The flavoured and inventive dishes of Moroccan cuisine cannot leave you unimpressed. The smell, colours and different textures are just too appealing to not give in. But there is something you should know about food in Marrakesh and especially Jamaa el Fna food stalls.
- Tajines (with either chicken, lamb, beef or fish, adding fruits, olives and preserved lemon, vegetables and spices, including cumin, peppers, saffron, turmeric)
- Rice cooked with saffron, raisins, spices, and almonds
- Briouat (triangular or cylinder shape pastry) filled with meat (mostly chicken or lamb) mixed with cheese, lemon and pepper.
- Couscous (small steamed balls of semolina) served with vegetables
- Pastilla (pastry pie stuffed with minced chicken or pigeon that has been prepared with almonds, cinnamon, spices and sugar)
- Harira (soup: flour, tomatoes, lentils, chickpeas, onions, rice, meat (beef, lamb, or chicken), olive oil)
- Chebakia (made of strips of dough rolled to resemble a rose, deep-fried until golden, then coated with a syrup made of honey and rose water and sprinkled with sesame.)
- Green tea with mint is served with sugar from a curved teapot spout into small glasses.
- Orange juice
Take care where you eat!
These are some traditional dishes I’ve seen in the Medina and especially in the Jamaa el Fna (Marrakesh, one of the most famous and busiest squares in Africa), which becomes a great place for eating in the evening.
The Jamaa el Fna food stalls are all numbered, but most of the serve the same food and look the same. The raw or cooked food is exposed in front of the stall. Each stall has a few places for tourists to sit and eat.
Hundreds of people walking around and many people eating, Moroccan people inviting you to eat at their stall, food cooking everywhere, and it seems like you cannot decide.
Pay attention to the food, if it is fresh or how it looks like.
The food is lying there for hours, flies are all around and mostly on the exposed food. There are scooters and dust everywhere, people touching your food with their bare hands. And I have to add they have no running water. They have some big barrels of water where they wash the plates and tableware. They use the same water each time!
My story after eating in Jamaa el Fna
I wasn’t paying attention to this and after eating in the area twice, I thought I have nothing to worry about. That was one big mistake. I ate a vegetable soup and some grilled vegetables, and no more than 2 hours later I started to feel sick as if I was catching a cold. Also, I felt feverish. The next day was one of the worst days of my life. I literally felt like dying and it was the day we were visiting Essaouira. I thought I will feel better later on, but I only felt worse and my only desire was to lay in a bed and be close to a toilet. The next trip I had to skip and spend my day in bed.

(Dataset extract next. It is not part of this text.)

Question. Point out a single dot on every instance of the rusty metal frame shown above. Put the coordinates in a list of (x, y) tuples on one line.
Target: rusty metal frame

After that, I went online and did some minimal search about the Jamaa el Fna food stalls. It revealed that is very common to get food poisoning when eating from the Jamaa el Fna food stalls. Apparently, the locals know about this because 70% of tourists get it. It’s called “Tourista”. I was the first one to get it from my group, but by the end of the trip, most of the people from my group were feeling sick. They all ate at least once from the Jamaa el Fna food stalls.
I don’t know about others, but it took me 3 weeks to recover, and I don’t remember ever to have had this before. Good thing I got this after the Desert Trip. Read more about Camel Trekking in the Moroccan Desert.
How to stay healthy
Use common sense, don’t eat from a place you wouldn’t eat back home, stick to your diet. Don’t try things you wouldn’t normally try. And I would stay away from the open air food market. Sure walk around, take photos (they will try to make you pay even for taking a photo), but please be careful and watch what you eat.
Do you have a similar story? I hope not!